Added to these functions are people’s attitudes, expressed by the terms introversion (I) – a preference to operate internally, focused on reflection and ideas – and extroversion (E) – a preference to operate externally, focused on behavior and people. This relates to how people prefer to live their “outer lives” and is not necessarily as simple as defining a person as “shy” or “outgoing” but looks deeper into how people get or spend their energy and whether their information-processing, personal focus, and pace is determined inward or outward.
Finally, the MBTI also incorporates lifestyle preferences, identifying that people have preference for using either the judging (J) functions (thinking or feeling) or the perceiving (P) function (sensation and intuition).
These eight psychological functions and preferences – four sets of two each – can be mixed and matched among each other in different combinations, resulting in the sixteen MBTI distinct “personality types.” In any given group there is likely to be some mix of these types, sometimes more diverse than others. Each type brings with it some indications for the person may behave in an individual or collective setting. Therefore understanding the elements of these different types can be useful in fine-tuning messaging to have maximum appeal to one, some, or all of them.

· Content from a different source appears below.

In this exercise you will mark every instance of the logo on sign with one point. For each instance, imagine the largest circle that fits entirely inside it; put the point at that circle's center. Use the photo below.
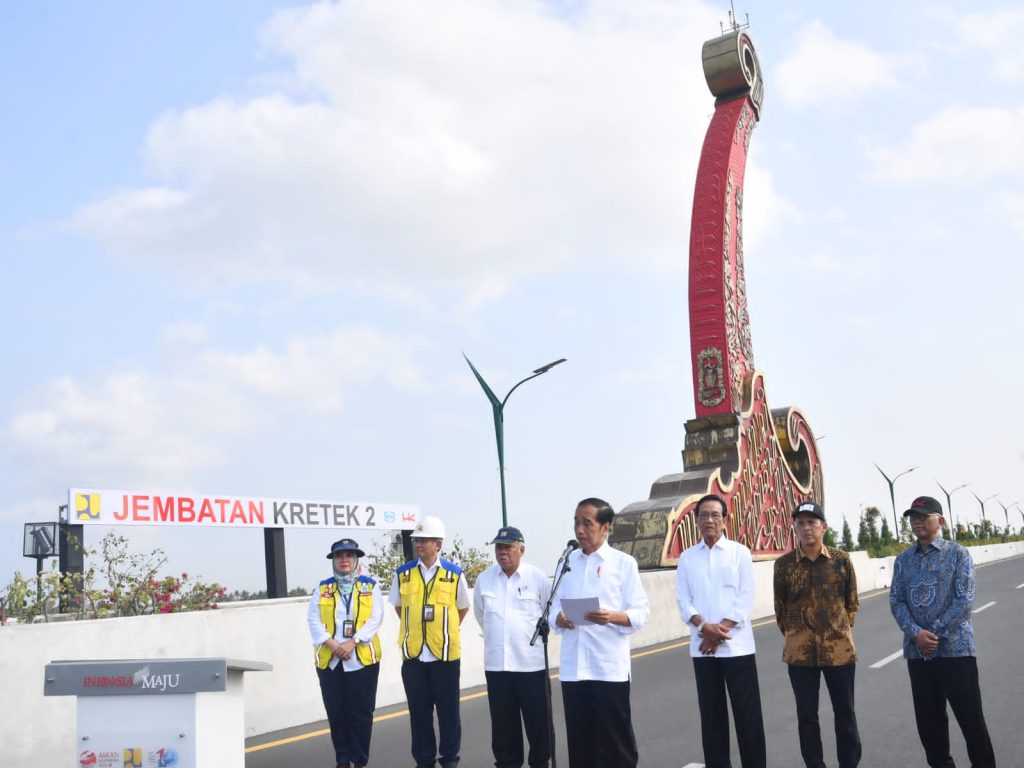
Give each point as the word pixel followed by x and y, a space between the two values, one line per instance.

Based on the above, there are four dichotomies to the MBTI. In each dichotomy, individuals select from two letters (T for thinking versus F for feeling, for example) the one which most accurately, if not completely, seems most accurate in depicting their personality types. The differences between these four dichotomies are important to understand and useful to take advantage of in tailoring communication across organizational levels to raise compliance awareness.
- Introversion (I) or Extroversion (E): Preference for Introversion suggests an inward focus, with more contemplation and observation in learning or gathering information. I types would enjoy e-learnings, reading guidelines and policies, or other self-paced activities. Preference for Extroversion, on the other hand, indicates a suitability for fast-paced outward focus. These are the eager participants in dilemma sessions or group trainings who like to work with others and develop their ideas out loud, getting energy from quick progress of talking through learning materials.
- Sensation (S) or Intuition (N): Preference for sensation means that concrete, practical information will be the most appealing to these individuals. Communications should use clear and literal descriptions based in reality. Those who prefer intuition, on the other hand, may be more likely to dream about what could be rather than what is. Contemplating business cases and dilemmas would be fun and enjoyable for them.
- Thinking (T) or Feeling (F): Those who lean toward Thinking will respond to decision-making that is promotes rationality and justice. A rules-based approach to communicating compliance principles will evoke their sense of reason and equity and make the objectives relatable. On the other hand, people who prefer Feeling will benefit from a values-based approach. Playing up personal morality and situational empathy is more effective for them.
- Judging (J) or Perceiving (P): Judging is aligned with a preference for planning and methodical assessment. These people will be convinced of the value of a compliance program by, for example, formal risk inventories and control framework evaluations, and coordinated, long-term implementation plans with steps and phases for their goals. People who prefer Perceiving, on the other hand, need a flexible view. This is challenging to adapt to fixed rules and regulations, but offering creative approaches to those can be an engaging possibility.